手術は成功したとのことですが、その3日後に急逝。
秋の入院時に「熱も咳もでない肺炎」といわれ、「それにしてもなかなか良くならないなあ」と思っていました。
間質性肺炎だったらしいです。ということは、予後は結構大変・・・
体力の衰えか、肺炎治療の影響か、(微妙なバランスで)潜んでいた胃癌が表に出たらしいです。
はっきりした時には、もう手遅れでオペ対象ではなかったみたいです。本人の希望でオペしたそうです。
振り返るといくつかの時点で『こうしたら』と思うところはありますが、その選択まで含めて、これが兄の人生だったと思います。
兄は、浄土真宗を信仰していました。西本願寺にお参りすることを楽しみにして「今度で何回目」「奉仕団15年表彰を受ける」と嬉しそうに話してくれたことを思い出します。
この頃、いろいろな人に別れるとき「もう卒業なのね」と思います。
「生老病死といって、生きることは「四苦」なんだよ」と私にいっていた兄。
その言葉は私の耳に残っていて、今もリフレインしています。
そのリフレインする兄のことばが、私よりもはるかに苛酷な人生を送った兄が、早目に死にゆくことは、文字通り「十分に生きて、そしてもう卒業できるのね」と思わせてくれます。
死ぬことは、兄だけでなく私も含めて受け入れているのですが、いろいろ思うと涙がでます。
特に私には優しい兄でしたから…
糖尿病の悪化入院と、会社を甥に譲ったのとが同時に起きて小ボケになっていったのを、母の法事でたまたま見つけました。2011年夏のことでした。
毎日歩いて歩数を連絡してもらって、毎日返信メールを送りました。
2年3か月間!
私たち兄妹、大人になってから、お互いこんなに毎日確実に相手のことを思ったことはありませんでした。

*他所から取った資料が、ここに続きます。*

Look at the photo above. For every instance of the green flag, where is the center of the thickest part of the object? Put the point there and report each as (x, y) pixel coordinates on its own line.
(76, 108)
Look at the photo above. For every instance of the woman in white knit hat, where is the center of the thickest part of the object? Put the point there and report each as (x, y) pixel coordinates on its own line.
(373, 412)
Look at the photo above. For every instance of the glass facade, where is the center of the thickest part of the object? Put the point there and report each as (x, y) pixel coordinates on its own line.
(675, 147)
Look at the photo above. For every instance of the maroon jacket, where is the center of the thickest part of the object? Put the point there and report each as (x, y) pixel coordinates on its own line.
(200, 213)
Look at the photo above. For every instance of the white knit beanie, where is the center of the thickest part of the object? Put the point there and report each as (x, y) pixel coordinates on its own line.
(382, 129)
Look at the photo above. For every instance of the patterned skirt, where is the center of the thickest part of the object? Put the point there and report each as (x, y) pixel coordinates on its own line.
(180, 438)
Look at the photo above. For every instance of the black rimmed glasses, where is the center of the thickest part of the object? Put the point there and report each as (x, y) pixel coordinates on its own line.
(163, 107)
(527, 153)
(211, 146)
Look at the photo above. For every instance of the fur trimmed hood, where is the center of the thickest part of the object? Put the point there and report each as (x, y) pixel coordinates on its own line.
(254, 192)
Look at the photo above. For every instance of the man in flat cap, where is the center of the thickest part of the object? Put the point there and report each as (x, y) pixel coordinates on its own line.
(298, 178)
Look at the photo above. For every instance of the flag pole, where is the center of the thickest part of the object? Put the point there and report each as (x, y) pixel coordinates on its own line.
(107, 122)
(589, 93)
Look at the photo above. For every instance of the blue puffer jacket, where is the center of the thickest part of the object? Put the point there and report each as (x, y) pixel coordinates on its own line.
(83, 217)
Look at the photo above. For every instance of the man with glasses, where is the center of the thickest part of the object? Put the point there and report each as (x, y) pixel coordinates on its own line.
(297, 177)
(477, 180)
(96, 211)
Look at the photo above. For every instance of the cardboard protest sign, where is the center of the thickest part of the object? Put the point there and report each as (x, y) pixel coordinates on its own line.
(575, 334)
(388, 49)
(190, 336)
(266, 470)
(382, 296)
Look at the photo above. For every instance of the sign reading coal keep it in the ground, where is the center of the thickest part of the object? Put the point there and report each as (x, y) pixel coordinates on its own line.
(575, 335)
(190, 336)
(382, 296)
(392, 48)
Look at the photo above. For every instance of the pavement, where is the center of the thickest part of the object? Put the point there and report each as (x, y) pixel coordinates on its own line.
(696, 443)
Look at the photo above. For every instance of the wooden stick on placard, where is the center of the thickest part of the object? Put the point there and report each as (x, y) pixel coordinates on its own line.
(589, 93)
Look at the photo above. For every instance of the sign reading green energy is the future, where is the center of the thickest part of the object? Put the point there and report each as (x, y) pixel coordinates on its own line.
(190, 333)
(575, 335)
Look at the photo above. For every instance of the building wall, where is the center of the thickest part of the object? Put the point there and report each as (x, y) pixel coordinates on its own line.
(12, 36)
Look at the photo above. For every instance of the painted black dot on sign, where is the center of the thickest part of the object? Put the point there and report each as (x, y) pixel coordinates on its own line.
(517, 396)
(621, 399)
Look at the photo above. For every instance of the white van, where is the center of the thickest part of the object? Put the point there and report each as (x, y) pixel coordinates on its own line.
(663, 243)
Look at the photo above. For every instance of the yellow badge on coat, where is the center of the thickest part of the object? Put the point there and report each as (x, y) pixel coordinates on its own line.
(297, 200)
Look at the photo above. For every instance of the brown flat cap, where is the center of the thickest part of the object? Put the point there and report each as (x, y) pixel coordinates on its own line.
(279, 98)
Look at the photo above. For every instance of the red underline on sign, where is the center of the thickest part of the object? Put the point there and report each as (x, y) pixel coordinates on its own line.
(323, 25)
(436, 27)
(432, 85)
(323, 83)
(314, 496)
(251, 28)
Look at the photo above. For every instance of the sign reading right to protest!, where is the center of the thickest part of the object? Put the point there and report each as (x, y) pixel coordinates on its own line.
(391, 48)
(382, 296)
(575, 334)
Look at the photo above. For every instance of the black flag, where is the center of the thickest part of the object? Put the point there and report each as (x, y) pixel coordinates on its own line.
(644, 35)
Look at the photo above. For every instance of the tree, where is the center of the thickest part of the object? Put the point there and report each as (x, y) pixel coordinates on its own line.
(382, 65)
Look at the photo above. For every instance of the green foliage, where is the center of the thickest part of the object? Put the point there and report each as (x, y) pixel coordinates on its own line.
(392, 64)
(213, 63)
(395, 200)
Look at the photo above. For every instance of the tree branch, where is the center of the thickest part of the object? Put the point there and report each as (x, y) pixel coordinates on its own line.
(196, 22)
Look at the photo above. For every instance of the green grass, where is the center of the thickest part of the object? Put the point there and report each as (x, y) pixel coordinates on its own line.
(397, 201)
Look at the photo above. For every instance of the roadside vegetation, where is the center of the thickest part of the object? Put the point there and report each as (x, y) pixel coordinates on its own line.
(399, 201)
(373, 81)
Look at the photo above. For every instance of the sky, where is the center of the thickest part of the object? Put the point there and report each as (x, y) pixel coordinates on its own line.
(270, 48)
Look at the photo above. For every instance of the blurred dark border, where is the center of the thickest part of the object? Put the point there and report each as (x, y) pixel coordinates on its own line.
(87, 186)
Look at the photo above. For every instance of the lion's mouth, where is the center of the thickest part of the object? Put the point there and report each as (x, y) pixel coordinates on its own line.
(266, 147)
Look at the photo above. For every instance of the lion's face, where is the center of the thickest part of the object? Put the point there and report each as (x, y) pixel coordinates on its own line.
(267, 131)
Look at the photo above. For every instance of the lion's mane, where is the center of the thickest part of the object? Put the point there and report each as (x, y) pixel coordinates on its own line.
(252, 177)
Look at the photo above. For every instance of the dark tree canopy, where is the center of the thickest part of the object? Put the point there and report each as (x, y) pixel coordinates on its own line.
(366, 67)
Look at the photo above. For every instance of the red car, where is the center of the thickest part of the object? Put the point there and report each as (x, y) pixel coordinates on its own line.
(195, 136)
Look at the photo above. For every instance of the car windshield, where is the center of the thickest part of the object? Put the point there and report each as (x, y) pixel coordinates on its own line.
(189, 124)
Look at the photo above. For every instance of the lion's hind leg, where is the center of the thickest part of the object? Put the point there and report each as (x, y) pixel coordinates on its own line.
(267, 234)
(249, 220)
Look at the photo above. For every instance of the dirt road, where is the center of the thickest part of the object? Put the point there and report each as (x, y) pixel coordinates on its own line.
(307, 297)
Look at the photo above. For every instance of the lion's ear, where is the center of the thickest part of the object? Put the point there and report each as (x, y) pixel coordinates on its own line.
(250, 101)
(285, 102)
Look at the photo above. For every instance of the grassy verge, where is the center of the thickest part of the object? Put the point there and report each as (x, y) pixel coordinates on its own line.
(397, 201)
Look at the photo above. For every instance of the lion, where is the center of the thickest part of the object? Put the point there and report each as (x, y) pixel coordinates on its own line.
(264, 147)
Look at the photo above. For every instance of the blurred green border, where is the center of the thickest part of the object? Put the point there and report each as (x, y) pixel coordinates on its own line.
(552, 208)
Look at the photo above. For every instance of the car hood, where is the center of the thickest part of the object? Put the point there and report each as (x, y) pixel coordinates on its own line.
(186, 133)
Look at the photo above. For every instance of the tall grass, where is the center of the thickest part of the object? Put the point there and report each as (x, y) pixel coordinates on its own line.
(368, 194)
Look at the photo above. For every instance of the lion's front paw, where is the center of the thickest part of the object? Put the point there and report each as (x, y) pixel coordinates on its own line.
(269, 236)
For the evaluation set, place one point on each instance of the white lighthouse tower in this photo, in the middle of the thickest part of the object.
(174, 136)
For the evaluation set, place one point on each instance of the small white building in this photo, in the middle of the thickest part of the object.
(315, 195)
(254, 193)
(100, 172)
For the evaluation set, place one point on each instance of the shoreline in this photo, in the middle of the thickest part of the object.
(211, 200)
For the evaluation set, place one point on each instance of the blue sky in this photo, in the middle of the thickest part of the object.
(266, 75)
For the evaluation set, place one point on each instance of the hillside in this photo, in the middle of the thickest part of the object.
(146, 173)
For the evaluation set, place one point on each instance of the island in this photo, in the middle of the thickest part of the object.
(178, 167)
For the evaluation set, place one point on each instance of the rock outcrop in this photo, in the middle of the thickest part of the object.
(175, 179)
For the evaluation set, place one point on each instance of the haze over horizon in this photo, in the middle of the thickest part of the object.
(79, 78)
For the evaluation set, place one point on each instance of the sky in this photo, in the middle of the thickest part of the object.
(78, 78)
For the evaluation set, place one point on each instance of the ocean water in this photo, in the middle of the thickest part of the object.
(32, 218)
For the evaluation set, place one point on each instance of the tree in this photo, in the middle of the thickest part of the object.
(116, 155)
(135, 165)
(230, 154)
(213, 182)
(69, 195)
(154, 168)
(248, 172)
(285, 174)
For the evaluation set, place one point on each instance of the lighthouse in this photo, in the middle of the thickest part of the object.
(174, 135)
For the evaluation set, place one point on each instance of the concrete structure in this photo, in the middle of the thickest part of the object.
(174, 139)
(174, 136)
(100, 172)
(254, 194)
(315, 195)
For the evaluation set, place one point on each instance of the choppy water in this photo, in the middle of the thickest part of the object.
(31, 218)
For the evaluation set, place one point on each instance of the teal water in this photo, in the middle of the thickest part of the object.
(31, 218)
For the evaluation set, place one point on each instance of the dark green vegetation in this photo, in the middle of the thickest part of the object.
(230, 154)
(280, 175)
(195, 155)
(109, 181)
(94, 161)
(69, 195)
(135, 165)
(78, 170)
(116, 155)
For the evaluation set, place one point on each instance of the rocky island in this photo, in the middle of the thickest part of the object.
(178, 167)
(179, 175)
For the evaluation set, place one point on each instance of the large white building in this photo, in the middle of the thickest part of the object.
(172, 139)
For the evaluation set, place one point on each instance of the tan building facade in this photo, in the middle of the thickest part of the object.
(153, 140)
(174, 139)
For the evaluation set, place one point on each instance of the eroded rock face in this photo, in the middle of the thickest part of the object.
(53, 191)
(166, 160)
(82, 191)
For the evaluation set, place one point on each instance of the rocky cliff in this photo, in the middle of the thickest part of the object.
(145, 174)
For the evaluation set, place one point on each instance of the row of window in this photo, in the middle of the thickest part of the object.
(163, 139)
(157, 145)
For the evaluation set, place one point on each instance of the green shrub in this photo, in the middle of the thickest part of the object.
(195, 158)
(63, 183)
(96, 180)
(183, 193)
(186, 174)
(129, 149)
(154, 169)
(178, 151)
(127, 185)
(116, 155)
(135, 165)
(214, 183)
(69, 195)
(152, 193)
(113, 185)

それをエクセルでグラフ化して、月に2回送ることもしました。
兄は自分で設定した目標値クリアを喜び、私の作ったグラフをとても自慢していたそうです。
兄は体が持たなくて亡くなりました。(そこまで痛めているとは思ってもみませんでしたが)もしこの2年間私が何もしなかったら、兄らしさが無くなって、そして死んでいったと思います。
去年の夏には
「絹子ちゃん、歩くって大事だねえ。
歩くと脳が元気になるってことを、俺のことを言ってみんなに教えてやってくれ」と言いました…
兄のために返信メールを打っているつもりでしたが、私のためでもありました。
可愛がってくれた兄に、この年齢で向かい合えた喜びは私のためでもありました。
きっと母の喜びでもあったと思います。
人が一人いなくなることは、ほんとにさまざまな思いに目を向けさせてくれるものですね。